Raiganj University is a public state university in Raiganj, Uttar Dinajpur district, West Bengal, India. It is the oldest higher educational institution in the North Dinajpur district. This institution was elevated to the status of a public state university on 3 February 2015 by an Act of the West Bengal legislature after functioning as a constituent college of the University of North Bengal for a long time. This university offers undergraduate, postgraduate, and doctoral level courses.

==History==
As a result of the partition of India, many people came over to the border districts of West Dinajpur and Raiganj, which provided many of them with food and shelter. The education of their children was a necessity for these uprooted people to change their fortune. At this point in time, few educationalists and social thinkers in this small town felt the necessity of building a college for higher education in this backward region. Because of the efforts of Late Sukumar Guha and Late Nirmal Chandra Ghosh, a meeting was organized among local eminent citizens and interested persons, which unanimously decided to establish a college for higher education and appealed to the people to donate land and money for this purpose. The college was then formally opened in 1948 as an affiliated college of the University of Calcutta.

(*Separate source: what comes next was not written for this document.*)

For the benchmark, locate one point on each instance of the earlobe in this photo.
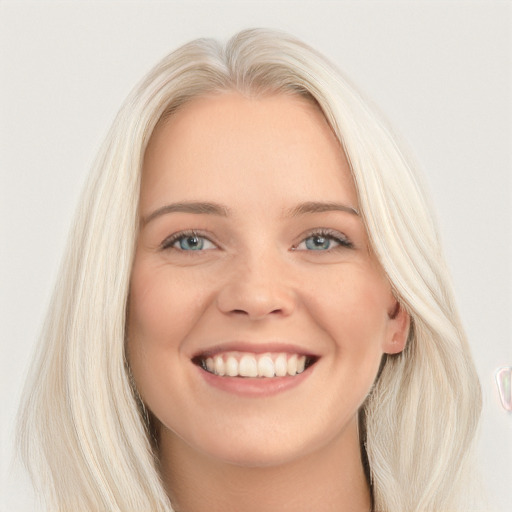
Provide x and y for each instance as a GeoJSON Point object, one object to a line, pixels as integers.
{"type": "Point", "coordinates": [399, 324]}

With the establishment of the University of North Bengal in the year 1962 at the northern part of West Bengal, the affiliation of the college changed from the University of Calcutta to the University of North Bengal. Different Honours degree courses were introduced gradually. In the year 1968, University of North Bengal took the decision to take over the Raiganj College as a university college with all its assets and liabilities. Subsequently, the name of the Raiganj College was changed to Raiganj College (University College).

In the year 2013, Chief Minister of West Bengal Mamata Banerjee visited Raiganj for an administrative meeting and announced that Raiganj College (University College) will be upgraded to a full-fledged university. Later the university was established on 3 February 2015 as per the Raiganj University Act.

==Campus and Location==
Raiganj University is located in the heart of Raiganj town, the district headquarter of Uttar Dinajpur. It currently has only one permanent campus. Area of main campus is 25 acres.

==Organization and Administration==
===Governance===
The Vice-chancellor of Raiganj University is the chief executive officer of the university. Prof. Arnab Sen is the current Vice-chancellor of the university.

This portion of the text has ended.